Thursday, July 10, 2008

now or never kiddos

well tomorrow is the big day.
i'm actually auditioning for Atlantic Conservatory and I'm so excited but nervous at the same time.
i believe that i can do this and if it isn't supposed to happen, then i'm in for something else exciting, i have to know this and believe this--which is so hard so so so hard sometimes.
i have no idea what my life's journey is going to look like. tomorrow could change a lot of things, or it could change nothing and i'm excited both ways--i have to be you know?
by the way i have no idea what the heck i'm doing and i still feel like a 5 year old compared to so many people. it's so weired living up here where everyone looks at me and sees me as innocent--which i am, but they assume i'm naive, which i'm not. yesterday in class i was doing a scene where my teacher told me that this scene was like being drunk. and i told her i've never been drunk before. and then i turned red and pulled my dress up over my face. 5 years old? 5 years old, but it's okay. created an awkward moment for everyone, but it was hilarious annnnd super embarassing.

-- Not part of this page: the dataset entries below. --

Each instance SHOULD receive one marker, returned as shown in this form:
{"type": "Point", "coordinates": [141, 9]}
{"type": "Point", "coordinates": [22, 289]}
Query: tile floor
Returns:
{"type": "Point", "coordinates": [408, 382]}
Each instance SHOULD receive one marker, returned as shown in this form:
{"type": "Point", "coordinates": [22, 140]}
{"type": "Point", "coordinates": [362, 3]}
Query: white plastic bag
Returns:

i cannot tell anyone how scared i am about my life, because i really need to be alive and in every way, in every single moment of my life i HAVE to live or being here is of no use you know? i listen to my ipod i brush people off i don't talk to people that i want to talk to or tell them the things that i want to tell them like i love you or i'm proud of you or i'm freaking pissed at you because i love you. and the thing is, my life's too short not to say these things. oh man oh man oh man--we freaking walk around in masks because a) we're afraid that we don't know who we are and this way is safer or b) we know who we are but are convinced that people don't want us as we are, so we mask it, we bend it, we change to "please" or at least become the image and facade of something that we assume is "pleasing" to others. ugh. i really don't want to wear a mask anymore. it's too much work, it's sticky and soon enoguh if i keep putting it on, it will form to me and i'll just easily assimilate into some cheap mask and costume that the world has made up so that we can "cope". please, coping? really? coping is for people who don't believe in themselves enough to actually live instead of exist. it's settling. it's safe and slightly painful but it's safer than the possibility of getting burned and ending up broke in a stranger's home. and even though im scared to end up that way, it's exhilarating, it's freeing, it's raw and stripped and adventurous. and i've got to believe my life's going to be an adventure if i let it instead of a series of endless, joyless days and nights that drudge on. i'm here. i'm here. i'm here. and there's a reason.